Messing around after ski practice Sunday, skiing off rocks at Dollar Mountain, Luke had a tough landing from what he reports to me to have been a five foot drop (and, to his friends fifteen; I’m assuming it was somewhere in between.) Whatever it was, not enough snow and he snapped his leg. Many thanks to his buddy Brian who hiked up and got help, to the ski patrol who brought him down, the ambulance crew, a great nurse, his friend’s mom who was the radiologist, a wonderful anesthesiologist and Dr. Tony the orthoped, for treating him with such care. He is now sporting a cast up to his hip. Skis returned, hockey season over; ‘tis disappointing for all. Fortunately the pain seems to have subsided–he had a lot in the first two days. It took 3 narcotics and 3 hours at the hospital to get his ski boot off, followed by all kinds of normal but scary reactions to the drugs and the pain–rashes and fast dropping oxygen levels. It all culminated with a feisty punch-throwing name-calling, tossing and turning bout of agitation while grappling with general anesthesia and the application of a full-length cast  (he woke from all of it with a smile and a thank you.) And thank God for modern medicine–I could have used some!

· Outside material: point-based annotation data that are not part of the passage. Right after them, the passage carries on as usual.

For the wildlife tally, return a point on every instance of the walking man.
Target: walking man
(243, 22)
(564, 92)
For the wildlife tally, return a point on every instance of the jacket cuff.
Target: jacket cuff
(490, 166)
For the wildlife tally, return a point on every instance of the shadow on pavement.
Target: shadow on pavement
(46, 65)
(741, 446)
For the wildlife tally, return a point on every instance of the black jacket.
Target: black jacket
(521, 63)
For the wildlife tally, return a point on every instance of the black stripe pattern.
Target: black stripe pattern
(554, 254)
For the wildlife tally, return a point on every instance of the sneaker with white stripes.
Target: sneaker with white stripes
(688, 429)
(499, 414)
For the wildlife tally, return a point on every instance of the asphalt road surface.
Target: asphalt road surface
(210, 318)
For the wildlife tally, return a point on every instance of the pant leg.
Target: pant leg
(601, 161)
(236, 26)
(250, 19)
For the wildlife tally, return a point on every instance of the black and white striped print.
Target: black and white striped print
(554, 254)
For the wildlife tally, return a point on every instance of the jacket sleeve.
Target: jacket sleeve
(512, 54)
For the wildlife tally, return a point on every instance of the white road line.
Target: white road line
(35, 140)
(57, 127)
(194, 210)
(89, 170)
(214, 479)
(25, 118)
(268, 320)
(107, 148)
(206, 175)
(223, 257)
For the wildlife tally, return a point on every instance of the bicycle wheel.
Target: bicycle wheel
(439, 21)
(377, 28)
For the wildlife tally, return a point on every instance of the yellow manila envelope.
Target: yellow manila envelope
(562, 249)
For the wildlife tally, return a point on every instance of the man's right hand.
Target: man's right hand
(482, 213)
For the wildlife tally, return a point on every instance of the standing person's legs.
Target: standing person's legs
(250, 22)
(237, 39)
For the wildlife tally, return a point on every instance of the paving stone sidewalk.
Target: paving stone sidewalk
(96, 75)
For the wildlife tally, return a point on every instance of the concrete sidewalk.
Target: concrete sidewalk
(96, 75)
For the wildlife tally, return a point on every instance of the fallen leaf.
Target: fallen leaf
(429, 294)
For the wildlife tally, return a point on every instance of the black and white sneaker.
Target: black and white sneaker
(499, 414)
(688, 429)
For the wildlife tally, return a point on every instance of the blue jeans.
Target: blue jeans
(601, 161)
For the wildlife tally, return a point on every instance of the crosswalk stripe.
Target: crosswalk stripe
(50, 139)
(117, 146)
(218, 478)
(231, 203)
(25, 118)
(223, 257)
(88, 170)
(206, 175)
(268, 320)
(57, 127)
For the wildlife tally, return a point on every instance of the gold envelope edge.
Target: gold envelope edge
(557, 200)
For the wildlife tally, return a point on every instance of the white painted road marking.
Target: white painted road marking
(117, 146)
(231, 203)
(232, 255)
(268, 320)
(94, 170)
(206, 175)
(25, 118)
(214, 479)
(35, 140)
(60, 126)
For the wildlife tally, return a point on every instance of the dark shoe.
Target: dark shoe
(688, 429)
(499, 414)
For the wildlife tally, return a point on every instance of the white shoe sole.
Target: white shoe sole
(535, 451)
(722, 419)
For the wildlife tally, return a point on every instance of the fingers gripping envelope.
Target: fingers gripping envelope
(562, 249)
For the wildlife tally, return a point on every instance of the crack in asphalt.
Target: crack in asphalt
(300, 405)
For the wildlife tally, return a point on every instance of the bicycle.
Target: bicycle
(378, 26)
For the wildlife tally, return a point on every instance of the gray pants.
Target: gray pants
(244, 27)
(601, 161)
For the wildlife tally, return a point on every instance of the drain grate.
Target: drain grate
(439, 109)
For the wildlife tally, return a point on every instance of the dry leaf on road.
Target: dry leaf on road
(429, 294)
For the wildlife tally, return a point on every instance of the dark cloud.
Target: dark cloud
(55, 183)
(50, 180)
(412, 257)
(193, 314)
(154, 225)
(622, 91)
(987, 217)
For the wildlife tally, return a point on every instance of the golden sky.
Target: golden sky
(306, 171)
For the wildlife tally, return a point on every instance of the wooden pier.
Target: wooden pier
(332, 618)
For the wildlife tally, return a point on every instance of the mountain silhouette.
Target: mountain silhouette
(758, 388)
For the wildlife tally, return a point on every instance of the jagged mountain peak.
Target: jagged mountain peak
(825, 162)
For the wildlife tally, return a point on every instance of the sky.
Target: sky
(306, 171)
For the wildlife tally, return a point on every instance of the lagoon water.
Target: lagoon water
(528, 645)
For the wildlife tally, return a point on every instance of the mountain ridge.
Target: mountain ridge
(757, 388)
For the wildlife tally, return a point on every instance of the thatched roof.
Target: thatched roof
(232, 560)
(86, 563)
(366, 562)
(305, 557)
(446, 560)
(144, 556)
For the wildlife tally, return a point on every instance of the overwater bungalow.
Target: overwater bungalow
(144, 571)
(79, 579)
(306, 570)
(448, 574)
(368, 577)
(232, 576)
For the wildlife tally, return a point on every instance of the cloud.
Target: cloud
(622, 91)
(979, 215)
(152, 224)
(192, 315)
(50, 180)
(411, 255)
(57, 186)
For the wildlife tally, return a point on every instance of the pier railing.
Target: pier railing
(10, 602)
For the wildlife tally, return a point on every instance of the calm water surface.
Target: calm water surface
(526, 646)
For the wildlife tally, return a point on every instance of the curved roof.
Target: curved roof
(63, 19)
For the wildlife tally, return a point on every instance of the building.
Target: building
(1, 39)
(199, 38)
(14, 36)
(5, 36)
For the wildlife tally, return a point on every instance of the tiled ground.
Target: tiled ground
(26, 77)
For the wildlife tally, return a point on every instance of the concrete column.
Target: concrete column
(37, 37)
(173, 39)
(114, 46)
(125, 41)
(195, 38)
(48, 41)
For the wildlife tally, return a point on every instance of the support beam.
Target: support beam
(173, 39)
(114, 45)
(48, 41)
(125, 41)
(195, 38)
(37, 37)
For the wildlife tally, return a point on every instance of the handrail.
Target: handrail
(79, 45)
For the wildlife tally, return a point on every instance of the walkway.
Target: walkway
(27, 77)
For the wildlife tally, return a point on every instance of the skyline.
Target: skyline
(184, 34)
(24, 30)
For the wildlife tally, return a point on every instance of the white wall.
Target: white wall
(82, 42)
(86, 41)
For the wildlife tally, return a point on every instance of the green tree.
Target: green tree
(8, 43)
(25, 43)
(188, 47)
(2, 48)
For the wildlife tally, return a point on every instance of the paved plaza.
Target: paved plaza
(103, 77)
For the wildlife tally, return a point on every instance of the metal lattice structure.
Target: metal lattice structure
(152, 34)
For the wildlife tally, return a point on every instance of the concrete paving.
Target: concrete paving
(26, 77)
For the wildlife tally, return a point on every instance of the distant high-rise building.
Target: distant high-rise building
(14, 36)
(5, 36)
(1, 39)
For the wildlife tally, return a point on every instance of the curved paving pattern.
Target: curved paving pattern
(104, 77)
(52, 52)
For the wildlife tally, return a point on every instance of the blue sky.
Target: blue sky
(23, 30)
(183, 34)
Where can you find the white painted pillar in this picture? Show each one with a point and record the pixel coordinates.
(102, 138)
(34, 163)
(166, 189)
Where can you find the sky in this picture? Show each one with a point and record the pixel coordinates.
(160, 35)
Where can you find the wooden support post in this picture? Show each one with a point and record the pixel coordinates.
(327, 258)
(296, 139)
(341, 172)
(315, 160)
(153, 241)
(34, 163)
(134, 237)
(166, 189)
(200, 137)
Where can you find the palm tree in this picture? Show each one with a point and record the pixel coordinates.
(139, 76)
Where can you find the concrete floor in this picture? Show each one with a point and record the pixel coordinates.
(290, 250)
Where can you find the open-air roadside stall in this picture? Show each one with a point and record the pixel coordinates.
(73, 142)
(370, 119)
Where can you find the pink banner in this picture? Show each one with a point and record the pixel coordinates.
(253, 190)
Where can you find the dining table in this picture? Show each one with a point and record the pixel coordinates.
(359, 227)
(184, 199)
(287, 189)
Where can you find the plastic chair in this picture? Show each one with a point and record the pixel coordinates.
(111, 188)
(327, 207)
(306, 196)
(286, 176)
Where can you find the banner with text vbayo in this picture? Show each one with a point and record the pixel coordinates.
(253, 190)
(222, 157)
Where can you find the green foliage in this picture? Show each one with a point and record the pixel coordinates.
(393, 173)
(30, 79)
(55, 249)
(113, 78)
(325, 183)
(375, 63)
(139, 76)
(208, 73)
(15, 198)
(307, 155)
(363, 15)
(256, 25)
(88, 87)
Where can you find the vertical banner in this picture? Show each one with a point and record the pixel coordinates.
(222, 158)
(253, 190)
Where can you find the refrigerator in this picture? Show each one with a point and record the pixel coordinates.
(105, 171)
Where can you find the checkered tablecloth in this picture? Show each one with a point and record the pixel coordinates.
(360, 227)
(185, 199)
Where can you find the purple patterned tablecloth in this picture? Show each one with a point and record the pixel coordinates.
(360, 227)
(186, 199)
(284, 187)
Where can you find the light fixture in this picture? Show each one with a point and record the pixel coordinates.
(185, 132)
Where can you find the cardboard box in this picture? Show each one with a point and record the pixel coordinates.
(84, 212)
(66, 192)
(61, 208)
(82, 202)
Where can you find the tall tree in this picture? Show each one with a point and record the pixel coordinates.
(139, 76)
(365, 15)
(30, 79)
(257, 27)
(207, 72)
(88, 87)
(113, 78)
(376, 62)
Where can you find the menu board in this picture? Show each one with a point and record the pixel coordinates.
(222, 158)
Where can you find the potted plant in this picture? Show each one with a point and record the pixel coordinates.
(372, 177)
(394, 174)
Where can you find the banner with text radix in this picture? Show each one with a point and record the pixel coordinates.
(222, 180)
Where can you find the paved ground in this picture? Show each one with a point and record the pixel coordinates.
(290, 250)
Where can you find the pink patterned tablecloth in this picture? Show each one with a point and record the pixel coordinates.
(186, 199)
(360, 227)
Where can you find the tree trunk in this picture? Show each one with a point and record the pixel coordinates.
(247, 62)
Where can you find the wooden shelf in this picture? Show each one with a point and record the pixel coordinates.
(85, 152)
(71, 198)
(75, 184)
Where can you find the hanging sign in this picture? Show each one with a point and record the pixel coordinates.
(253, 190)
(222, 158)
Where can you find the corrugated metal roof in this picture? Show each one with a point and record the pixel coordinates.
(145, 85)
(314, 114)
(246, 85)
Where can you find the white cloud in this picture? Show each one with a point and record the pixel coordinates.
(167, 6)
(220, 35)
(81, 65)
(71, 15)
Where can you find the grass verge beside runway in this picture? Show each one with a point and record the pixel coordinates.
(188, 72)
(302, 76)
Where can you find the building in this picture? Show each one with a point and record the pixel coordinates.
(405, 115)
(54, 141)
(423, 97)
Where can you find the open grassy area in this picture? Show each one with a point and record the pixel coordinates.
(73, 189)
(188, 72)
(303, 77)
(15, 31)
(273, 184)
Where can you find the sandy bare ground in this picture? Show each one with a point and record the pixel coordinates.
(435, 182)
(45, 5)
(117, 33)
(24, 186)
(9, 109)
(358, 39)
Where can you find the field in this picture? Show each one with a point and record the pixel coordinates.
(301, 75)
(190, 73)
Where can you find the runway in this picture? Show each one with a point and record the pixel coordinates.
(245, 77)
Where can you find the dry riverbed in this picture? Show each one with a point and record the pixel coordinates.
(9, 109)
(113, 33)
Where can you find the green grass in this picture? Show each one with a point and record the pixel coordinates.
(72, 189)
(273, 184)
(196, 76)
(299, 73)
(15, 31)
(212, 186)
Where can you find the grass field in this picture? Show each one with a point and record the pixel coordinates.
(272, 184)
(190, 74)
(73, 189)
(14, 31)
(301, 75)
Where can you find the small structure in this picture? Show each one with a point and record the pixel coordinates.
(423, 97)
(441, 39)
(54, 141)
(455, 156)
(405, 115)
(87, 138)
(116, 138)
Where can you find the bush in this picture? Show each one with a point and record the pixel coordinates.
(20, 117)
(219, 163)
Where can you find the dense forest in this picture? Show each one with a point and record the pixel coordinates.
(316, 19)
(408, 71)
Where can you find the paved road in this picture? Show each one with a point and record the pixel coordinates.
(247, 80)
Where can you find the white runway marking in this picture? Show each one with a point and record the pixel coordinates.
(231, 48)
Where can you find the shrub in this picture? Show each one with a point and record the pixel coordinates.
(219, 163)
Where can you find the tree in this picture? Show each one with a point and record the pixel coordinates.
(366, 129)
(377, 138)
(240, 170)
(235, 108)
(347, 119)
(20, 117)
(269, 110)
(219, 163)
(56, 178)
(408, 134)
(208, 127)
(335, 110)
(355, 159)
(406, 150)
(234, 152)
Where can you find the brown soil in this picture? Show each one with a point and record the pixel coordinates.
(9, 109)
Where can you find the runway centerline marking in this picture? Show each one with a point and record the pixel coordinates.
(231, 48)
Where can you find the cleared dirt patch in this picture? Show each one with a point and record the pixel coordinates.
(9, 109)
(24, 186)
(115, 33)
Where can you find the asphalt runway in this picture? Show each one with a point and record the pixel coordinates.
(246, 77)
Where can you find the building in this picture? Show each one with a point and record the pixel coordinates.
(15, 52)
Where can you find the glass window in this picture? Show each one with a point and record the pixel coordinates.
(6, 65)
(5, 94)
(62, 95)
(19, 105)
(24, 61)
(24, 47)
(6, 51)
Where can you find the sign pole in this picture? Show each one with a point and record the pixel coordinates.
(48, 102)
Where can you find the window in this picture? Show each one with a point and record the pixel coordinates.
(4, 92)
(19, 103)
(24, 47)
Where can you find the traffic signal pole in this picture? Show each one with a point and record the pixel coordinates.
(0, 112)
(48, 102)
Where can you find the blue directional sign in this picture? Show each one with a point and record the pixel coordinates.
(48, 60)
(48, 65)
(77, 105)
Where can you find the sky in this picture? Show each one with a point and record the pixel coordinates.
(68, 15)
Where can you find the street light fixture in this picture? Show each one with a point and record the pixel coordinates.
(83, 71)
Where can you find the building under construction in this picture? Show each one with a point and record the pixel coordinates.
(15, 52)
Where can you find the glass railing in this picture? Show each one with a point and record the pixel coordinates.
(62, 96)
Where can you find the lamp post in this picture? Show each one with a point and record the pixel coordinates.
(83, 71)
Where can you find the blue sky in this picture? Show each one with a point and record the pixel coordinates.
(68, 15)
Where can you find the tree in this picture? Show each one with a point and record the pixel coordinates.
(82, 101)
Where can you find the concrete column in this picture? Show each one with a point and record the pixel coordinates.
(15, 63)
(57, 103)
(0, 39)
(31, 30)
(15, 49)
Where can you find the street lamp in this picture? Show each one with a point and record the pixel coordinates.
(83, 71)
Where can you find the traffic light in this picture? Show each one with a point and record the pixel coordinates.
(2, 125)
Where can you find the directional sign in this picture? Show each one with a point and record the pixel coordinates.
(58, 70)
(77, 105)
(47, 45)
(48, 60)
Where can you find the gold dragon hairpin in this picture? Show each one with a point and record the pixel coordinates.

Today marked his first solo trip to the bathroom and a relocation from the bed to the couch. He is out of pain, which is a tremendous relief for all, especially for Nurse Nightingale who is on the receiving end of a moody pre-teen’s discomfort.  He is receiving visitors, cookies, care packages and becoming a phenom at Call of Duty. I think he is in some sort of eye of the storm as he leaves behind pain and shock and is about to enter the reality of crutching through ice, a backlog of homework and missing out on a whole lot of hockey, skiing and class outdoor trips. Tomorrow we visit the doctor and see exactly what the next few months look like (for us all!) Not ideal but in the context of all that looms large in this world, a blip on the screen.

Now we start to take very slow very small steps toward what we hope and anticipate will be a full recovery, with perhaps  a lesson learned about the consequences of “going big.”